Yes, these are things I wonder about during sunny lunch hours in winter.
Current Location: Southeast of Disorder
Current Mood: contemplativecontemplative
Current Music: "If the Phone Doesn't Ring, It's Me", -JB

(39 comments Leave a comment)


[User Picture]
Date:November 25th, 2006 02:36 am (UTC)
it runs the risk of making ADf TOO standardized/technical/impersonal

Hm, I think you may be on to something there. Periodically I have to remind myself (and sometimes others) that "ADF is not the lists" - or LJ, whatever.

I think the one-on-one mentorship connections are really what helps, just like meeting people face to face at festivals is better than 1000 e-mails.

However, I think we still have more mentor requests than students, so while I agree there's definitely a risk of making it too technical and impersonal (which is a better way of what I was saying when I said over-structured, I think), I think it's worth trying out with a focus group.

As I said, I'd love to be proven wrong - but that can only really happen if the focus group actually says it works.

I'm not sure, but I think one of your concerns might be that this would be implemented as an official ADF system when, in fact, I don't think Mike meant to do that unless the test went well.

And even then, I'd think the system would be optional, not an integral part of the DP. (And even the WotY is optional of course).

Oh, and on a WAY bigger tangent, I just found out that I was born at 6:29 am. :)

Great! If you remind me before Wellspring I'll try to do your chart and bring it with me, or if either of us forget, I'll just do it on my Palm Pilot there :)
[User Picture]
Date:November 27th, 2006 02:39 pm (UTC)
And even then, I'd think the system would be optional, not an integral part of the DP. (And even the WotY is optional of course).


The interesting thing is that a number of people despise the WotY (some with more passion than singingwren does this weird moodle idea I got) because *they* learn best without the structure, and they see the WotY, even as vague and socratic as it is, as "feeding them the answers" or "making it too easy."

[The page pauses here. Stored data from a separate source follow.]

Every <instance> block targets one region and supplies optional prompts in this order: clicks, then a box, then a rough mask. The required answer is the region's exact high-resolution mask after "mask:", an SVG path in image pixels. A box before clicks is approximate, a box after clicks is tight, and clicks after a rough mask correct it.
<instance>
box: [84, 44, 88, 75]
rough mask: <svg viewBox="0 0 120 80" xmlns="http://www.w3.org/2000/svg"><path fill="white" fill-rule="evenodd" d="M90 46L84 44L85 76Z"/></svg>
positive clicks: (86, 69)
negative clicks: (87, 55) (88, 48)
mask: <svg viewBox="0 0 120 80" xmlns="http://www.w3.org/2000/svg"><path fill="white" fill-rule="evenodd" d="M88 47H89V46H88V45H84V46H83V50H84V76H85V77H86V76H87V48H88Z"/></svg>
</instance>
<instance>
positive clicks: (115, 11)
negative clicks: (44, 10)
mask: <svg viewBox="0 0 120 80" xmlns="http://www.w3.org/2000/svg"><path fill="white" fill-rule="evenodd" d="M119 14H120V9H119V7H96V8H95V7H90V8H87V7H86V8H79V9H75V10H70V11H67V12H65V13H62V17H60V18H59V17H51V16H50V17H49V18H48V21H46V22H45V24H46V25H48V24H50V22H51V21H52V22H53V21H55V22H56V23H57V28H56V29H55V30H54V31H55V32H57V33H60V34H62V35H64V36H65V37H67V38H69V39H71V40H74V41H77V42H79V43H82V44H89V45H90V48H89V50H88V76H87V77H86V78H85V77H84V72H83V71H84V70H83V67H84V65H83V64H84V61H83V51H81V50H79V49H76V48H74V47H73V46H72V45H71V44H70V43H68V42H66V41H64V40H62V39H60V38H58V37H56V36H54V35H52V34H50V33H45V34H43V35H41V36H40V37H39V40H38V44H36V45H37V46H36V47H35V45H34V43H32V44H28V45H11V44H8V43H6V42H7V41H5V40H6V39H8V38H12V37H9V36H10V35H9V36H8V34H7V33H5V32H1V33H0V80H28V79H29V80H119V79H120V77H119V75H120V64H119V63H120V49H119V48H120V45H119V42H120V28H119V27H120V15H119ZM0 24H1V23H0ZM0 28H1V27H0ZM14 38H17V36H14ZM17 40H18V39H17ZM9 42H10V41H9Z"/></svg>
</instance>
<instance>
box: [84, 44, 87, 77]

Their concern is well-placed: they want everyone to get the best experience out of the DP possible, and they saw/see how they did it as the best way to learn it.

The problem is that not everyone learns like they do. In fact, the best way to teach material to a varied audience (and ADF is nothing if not varied) is to offer as many avenues of learning and as many styles of teaching as possible.

So undirected training (the DP in its original format) must remain available. WotY needs to remain available. Mentorship needs to remain available. The Virtues book needs to remain available. And every one of them needs to stay optional. Each of these methods is vital, and each one approaches training in a different way.

Another thing to remember, too, is that we are also dealing with a wide spectrum of learning abilities. We have a wide population with Asperger's, who seem to learn best when the information is laid out and referenced all in one tight package. We have people who don't have any sort of learning disability but have a time deficiency (after speaking to a working mom three weeks ago, it became apparent that a time deficiency can become worse than a learning disability in terms of what can be learned by various methods: she called online courses "a godsend" and indicated that they were the only way she could get through school).

What it comes down to is that the options have to be available for those who learn in these ways.

But we'll see. I didn't listen to the people attacking WotY because I knew it was needed. I'm not sure that the online stuff is needed, but I have a strong feeling that it would *help*, and that might just be enough for me. Besides, I'm getting a lot more support for the idea than I thought I would.